Watching dissatisfaction with police relations continue to grow is like looking in the rear-view mirror at the circumstances of the Civil Rights Movement. The treatment of protesters in response to fatal police interactions of unarmed Black men in recent years is eerily reminiscent of rampant police brutality of ordinary citizens in the old Jim Crow south.
Using tear gas and a full National Guard opposition force to interact with protesters was a troubling reminder of the overwhelming violence Blacks endured at the hands of law enforcement during the 1950s and 1960s.
Sure the Civil Rights Act of 1964 guarantees that de jure segregation is no longer an issue, but economic stratification, mass incarceration of minorities and a statistically inferior education in lower income communities ensure that separate is still considered equal.
The 15th Amendment coupled with the Voting Rights Act of 1965 guarantees that people cannot be denied the right to vote on the basis of race, but new measures enacted by state legislatures in places like Texas impose strict voter I.D. laws that systematically target minorities and deter them from the polls.
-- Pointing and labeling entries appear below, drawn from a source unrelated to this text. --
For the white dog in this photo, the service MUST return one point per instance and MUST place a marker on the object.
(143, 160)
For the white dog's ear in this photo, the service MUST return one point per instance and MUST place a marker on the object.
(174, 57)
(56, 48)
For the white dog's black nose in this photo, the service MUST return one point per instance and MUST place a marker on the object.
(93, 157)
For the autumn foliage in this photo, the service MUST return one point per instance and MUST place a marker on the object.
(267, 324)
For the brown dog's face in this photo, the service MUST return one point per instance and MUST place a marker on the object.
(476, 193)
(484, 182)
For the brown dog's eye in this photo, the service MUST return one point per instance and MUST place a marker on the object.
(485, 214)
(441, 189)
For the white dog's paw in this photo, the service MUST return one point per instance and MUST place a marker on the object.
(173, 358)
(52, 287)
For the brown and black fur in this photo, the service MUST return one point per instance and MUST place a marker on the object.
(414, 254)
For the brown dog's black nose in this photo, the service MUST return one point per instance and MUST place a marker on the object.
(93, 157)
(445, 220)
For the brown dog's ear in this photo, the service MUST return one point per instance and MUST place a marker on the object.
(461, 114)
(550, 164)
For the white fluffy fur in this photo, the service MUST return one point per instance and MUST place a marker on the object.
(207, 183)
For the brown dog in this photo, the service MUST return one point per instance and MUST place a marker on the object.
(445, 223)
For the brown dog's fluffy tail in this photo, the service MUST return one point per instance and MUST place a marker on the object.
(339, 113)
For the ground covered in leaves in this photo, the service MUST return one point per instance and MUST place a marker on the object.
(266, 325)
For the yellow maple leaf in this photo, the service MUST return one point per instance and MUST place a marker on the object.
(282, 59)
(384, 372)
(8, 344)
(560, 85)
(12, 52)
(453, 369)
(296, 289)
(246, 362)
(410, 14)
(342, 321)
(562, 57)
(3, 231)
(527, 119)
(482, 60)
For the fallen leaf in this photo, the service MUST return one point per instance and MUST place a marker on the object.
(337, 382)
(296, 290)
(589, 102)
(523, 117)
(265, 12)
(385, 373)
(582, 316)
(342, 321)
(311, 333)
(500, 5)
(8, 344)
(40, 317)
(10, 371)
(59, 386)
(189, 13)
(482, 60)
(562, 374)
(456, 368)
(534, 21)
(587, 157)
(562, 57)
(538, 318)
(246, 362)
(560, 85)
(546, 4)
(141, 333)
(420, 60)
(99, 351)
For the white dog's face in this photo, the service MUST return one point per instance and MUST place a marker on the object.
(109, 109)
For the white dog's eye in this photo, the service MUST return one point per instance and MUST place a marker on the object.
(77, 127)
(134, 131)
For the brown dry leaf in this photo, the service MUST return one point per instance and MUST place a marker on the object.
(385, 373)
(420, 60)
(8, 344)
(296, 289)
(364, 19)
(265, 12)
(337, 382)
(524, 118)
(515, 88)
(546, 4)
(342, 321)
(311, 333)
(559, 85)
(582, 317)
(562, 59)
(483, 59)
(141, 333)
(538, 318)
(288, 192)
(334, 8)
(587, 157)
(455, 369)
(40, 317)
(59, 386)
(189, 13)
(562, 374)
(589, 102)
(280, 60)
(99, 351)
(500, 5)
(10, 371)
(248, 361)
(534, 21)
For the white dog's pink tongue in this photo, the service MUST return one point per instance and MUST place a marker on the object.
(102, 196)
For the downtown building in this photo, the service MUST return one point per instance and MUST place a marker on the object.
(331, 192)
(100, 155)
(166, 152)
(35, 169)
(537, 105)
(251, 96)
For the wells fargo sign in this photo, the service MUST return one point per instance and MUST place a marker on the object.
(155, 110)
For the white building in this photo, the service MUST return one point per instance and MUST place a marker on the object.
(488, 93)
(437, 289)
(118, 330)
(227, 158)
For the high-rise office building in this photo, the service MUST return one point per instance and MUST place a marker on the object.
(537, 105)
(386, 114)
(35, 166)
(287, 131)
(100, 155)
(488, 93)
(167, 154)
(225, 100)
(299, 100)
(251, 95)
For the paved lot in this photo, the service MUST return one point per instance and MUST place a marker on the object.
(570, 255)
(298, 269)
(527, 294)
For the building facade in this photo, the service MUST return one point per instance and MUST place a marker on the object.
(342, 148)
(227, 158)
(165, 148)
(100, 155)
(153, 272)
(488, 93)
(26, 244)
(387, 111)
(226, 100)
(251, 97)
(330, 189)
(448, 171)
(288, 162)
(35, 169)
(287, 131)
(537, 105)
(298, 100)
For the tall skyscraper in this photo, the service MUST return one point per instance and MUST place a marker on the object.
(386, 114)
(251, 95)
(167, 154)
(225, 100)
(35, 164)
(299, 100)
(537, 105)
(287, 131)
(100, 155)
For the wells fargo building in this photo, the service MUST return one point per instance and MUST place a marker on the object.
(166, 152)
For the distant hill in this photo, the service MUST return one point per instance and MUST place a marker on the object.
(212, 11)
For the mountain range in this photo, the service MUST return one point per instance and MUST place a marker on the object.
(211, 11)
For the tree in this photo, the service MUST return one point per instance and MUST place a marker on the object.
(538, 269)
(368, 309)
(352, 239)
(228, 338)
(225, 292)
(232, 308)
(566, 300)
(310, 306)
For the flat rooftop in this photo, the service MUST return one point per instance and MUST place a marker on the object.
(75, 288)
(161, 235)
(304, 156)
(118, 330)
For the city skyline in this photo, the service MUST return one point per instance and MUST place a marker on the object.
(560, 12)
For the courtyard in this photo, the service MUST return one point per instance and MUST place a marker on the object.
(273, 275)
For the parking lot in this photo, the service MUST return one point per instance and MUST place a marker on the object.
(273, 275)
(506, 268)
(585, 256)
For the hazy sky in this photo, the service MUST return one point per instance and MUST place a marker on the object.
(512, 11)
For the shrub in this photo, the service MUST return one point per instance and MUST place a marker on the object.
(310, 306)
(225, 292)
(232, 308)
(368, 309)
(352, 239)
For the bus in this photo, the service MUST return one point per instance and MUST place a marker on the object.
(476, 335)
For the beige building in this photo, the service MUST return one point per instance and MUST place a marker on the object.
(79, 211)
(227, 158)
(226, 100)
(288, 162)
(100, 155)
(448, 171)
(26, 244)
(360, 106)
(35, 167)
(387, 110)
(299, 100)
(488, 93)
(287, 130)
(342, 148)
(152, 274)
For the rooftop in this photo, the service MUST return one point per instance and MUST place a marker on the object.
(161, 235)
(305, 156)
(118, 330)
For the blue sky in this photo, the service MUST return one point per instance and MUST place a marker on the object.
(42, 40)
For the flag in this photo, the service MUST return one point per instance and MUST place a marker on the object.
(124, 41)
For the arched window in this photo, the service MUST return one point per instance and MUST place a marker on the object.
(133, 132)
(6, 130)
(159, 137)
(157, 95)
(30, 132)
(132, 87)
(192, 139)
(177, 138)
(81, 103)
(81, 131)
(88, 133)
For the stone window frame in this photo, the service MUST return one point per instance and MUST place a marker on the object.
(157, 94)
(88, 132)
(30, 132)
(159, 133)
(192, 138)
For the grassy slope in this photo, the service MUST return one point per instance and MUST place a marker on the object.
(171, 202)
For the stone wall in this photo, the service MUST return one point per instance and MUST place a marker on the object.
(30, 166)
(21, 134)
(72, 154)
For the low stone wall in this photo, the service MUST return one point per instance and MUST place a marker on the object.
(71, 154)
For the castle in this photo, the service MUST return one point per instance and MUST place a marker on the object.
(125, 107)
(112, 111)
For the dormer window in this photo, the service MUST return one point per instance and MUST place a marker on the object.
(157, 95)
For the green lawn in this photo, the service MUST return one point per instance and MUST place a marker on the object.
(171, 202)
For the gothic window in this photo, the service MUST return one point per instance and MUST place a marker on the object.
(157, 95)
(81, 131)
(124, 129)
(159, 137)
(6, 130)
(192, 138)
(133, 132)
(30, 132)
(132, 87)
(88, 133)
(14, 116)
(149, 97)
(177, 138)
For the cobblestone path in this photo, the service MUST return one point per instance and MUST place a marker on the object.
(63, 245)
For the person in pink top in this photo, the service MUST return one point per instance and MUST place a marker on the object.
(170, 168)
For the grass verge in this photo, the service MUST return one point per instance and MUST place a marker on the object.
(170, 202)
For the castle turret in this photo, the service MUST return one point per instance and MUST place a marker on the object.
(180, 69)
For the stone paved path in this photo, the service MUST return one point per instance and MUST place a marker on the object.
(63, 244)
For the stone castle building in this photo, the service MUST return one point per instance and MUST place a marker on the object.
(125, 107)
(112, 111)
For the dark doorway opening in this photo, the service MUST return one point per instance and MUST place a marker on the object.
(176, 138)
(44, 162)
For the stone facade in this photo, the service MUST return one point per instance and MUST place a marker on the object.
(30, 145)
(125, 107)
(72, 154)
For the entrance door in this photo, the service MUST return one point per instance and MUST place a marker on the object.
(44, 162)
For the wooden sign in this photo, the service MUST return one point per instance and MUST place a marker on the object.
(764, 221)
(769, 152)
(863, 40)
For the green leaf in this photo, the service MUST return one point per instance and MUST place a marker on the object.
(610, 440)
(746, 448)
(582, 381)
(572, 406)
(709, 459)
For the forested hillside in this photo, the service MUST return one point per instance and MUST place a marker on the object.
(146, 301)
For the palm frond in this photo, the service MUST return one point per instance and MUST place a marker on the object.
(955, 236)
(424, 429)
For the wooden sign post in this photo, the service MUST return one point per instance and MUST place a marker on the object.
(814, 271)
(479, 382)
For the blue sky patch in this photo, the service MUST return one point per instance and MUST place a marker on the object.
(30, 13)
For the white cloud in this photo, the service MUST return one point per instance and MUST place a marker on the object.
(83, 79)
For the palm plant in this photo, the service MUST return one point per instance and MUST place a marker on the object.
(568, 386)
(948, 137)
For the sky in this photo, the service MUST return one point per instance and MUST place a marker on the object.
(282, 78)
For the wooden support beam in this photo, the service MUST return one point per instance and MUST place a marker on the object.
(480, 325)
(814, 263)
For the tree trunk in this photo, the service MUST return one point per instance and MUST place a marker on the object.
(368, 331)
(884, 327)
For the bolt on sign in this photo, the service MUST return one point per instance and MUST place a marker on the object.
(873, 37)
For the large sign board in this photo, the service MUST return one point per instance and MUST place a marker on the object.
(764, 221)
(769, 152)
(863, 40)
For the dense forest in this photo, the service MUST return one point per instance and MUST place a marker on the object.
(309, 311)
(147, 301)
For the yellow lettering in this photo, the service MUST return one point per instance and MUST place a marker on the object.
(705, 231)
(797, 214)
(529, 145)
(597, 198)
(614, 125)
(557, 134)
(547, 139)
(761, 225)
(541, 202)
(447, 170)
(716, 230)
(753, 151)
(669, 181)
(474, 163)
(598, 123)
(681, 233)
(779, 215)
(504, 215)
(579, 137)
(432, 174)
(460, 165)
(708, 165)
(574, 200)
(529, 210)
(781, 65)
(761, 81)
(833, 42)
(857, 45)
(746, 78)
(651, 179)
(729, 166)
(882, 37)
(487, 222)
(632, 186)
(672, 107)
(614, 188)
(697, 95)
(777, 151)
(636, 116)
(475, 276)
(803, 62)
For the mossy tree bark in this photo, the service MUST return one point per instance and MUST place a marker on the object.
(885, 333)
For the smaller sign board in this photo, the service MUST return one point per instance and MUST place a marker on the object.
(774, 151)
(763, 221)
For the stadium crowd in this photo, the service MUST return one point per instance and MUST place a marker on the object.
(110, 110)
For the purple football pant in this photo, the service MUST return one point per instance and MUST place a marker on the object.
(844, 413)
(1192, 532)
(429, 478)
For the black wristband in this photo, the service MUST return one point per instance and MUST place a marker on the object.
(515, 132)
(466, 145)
It should be troubling to us as a nation that the years of dedication by equality activists like Bond are being eradicated and circumvented by legislation rooted in the past.
The fight is not over. Our nation faces a series of irreconcilable realities: on one hand, the nation chants that we have overcome because we have had our first Black president while the #BlackLivesMatter movement needs constant justification on the other.
The first-hand witnesses of the horrors of the discrimination of the past have equipped us with the wisdom and tenacity to carry the torch in the present fight. Bond’s death is a sobering reminder that the culmination of our efforts for social justice may not be fully manifested during our lifetime, but we must honor the legacy of the icons before us.